Lophocampa niveigutta

Scientific classification
- Kingdom: Animalia
- Phylum: Arthropoda
- Class: Insecta
- Order: Lepidoptera
- Superfamily: Noctuoidea
- Family: Erebidae
- Subfamily: Arctiinae
- Genus: Lophocampa
- Species: L. niveigutta
- Binomial name: Lophocampa niveigutta (Walker, 1856)
- Synonyms: Halysidota niveigutta Walker, 1856;

= Lophocampa niveigutta =

- Genus: Lophocampa
- Species: niveigutta
- Authority: (Walker, 1856)
- Synonyms: Halysidota niveigutta Walker, 1856

Species of moth

Lophocampa niveigutta is a moth of the family Erebidae.
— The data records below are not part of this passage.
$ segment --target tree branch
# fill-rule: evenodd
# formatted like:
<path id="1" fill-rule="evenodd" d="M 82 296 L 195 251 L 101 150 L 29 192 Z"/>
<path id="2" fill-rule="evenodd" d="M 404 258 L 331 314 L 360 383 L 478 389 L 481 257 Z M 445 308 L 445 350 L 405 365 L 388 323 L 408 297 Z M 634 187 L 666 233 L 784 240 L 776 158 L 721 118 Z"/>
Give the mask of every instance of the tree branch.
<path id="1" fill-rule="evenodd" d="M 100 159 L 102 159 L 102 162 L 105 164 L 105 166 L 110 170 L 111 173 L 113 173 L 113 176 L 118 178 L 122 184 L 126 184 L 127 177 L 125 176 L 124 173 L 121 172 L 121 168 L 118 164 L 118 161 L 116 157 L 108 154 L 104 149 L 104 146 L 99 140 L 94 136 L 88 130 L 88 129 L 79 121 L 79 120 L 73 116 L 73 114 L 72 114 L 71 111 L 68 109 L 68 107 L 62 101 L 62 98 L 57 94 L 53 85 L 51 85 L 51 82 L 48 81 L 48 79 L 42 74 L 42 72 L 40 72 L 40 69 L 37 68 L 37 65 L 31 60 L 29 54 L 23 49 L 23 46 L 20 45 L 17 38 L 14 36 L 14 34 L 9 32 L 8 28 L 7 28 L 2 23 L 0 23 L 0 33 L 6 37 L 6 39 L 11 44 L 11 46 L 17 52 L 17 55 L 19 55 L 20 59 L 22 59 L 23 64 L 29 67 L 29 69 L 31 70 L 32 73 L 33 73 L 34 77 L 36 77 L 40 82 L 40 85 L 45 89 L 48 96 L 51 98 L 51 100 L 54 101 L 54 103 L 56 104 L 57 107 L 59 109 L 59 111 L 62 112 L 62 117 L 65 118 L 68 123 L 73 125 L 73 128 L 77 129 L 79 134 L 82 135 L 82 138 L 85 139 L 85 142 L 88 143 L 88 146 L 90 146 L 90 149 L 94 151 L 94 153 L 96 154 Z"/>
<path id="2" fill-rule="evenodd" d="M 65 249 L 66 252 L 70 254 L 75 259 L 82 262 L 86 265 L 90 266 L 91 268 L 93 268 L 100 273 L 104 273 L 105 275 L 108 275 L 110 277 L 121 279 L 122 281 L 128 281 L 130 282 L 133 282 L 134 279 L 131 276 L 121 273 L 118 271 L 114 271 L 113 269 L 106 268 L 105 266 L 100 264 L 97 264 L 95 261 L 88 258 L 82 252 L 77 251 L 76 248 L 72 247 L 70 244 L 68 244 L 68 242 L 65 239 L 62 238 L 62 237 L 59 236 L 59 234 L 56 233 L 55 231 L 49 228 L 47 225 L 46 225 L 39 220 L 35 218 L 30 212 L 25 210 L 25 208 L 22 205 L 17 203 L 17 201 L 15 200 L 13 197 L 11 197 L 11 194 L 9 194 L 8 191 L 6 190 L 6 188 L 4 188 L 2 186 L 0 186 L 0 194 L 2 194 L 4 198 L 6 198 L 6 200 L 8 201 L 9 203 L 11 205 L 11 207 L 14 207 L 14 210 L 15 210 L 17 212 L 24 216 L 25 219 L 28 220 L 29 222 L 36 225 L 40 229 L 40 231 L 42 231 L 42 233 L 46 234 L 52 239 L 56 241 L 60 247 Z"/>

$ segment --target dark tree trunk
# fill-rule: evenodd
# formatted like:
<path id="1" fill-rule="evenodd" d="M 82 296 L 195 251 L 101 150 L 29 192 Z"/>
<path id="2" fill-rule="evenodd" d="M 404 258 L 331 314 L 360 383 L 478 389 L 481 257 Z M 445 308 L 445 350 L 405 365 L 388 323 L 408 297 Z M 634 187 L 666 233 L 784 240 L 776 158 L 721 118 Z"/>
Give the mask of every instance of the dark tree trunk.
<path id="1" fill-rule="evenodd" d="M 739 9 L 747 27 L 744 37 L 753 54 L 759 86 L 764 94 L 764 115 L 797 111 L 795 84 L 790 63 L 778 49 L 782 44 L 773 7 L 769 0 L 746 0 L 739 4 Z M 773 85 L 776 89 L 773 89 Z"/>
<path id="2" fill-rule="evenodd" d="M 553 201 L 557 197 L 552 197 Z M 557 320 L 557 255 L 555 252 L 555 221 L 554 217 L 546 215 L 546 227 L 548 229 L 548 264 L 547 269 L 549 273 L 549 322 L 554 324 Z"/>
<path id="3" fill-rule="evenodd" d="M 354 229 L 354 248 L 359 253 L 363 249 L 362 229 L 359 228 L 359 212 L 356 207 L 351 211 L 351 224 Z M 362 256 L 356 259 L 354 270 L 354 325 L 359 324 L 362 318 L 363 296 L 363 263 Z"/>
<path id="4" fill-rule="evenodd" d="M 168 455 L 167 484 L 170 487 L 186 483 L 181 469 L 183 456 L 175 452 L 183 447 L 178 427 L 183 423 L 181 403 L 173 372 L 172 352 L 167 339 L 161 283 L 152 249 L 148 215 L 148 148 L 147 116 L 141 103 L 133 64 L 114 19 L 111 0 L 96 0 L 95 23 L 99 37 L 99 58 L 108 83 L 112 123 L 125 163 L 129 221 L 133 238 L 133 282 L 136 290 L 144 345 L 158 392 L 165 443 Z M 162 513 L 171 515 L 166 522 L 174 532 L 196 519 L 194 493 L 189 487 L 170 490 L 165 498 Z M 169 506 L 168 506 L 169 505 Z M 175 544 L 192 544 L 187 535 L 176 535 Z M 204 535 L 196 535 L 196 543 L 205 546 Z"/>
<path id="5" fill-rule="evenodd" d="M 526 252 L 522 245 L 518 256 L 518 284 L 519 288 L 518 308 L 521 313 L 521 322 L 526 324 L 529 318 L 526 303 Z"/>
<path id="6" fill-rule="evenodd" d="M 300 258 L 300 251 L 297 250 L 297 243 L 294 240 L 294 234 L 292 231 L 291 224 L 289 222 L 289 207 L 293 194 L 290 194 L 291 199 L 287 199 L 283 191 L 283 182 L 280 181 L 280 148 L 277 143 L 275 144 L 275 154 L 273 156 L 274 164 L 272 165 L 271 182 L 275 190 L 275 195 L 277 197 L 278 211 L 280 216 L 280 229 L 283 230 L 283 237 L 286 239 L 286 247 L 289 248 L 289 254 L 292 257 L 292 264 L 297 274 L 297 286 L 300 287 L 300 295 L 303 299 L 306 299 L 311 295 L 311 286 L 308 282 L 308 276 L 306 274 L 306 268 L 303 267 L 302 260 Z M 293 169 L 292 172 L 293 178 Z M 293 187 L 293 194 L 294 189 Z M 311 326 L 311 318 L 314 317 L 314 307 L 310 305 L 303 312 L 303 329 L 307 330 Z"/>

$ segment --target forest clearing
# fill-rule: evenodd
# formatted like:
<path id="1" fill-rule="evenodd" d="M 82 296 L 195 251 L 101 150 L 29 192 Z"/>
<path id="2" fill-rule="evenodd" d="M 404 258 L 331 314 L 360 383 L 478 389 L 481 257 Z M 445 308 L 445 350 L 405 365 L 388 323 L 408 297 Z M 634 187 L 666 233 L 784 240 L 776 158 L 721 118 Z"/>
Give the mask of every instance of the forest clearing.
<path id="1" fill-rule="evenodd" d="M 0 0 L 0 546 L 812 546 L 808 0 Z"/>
It was described by Francis Walker in 1856. It is found in Brazil and Colombia.

==Description==

Male and female. Testaceous, paler beneath. Thorax with two pale brown stripes. Fore wings with several oblique undulating tawny lines, with two oblique brown bands, and with an exterior blackish brown dot; first band curved, irregular; second straight. Hind wings white. Male. — Antennae nearly as long as the body. Abdomen white at the tip. Length of the body 4 — 7 lines; of the wings 12 — 18 lines.

Note: A line is probably about 1/12 of an inch.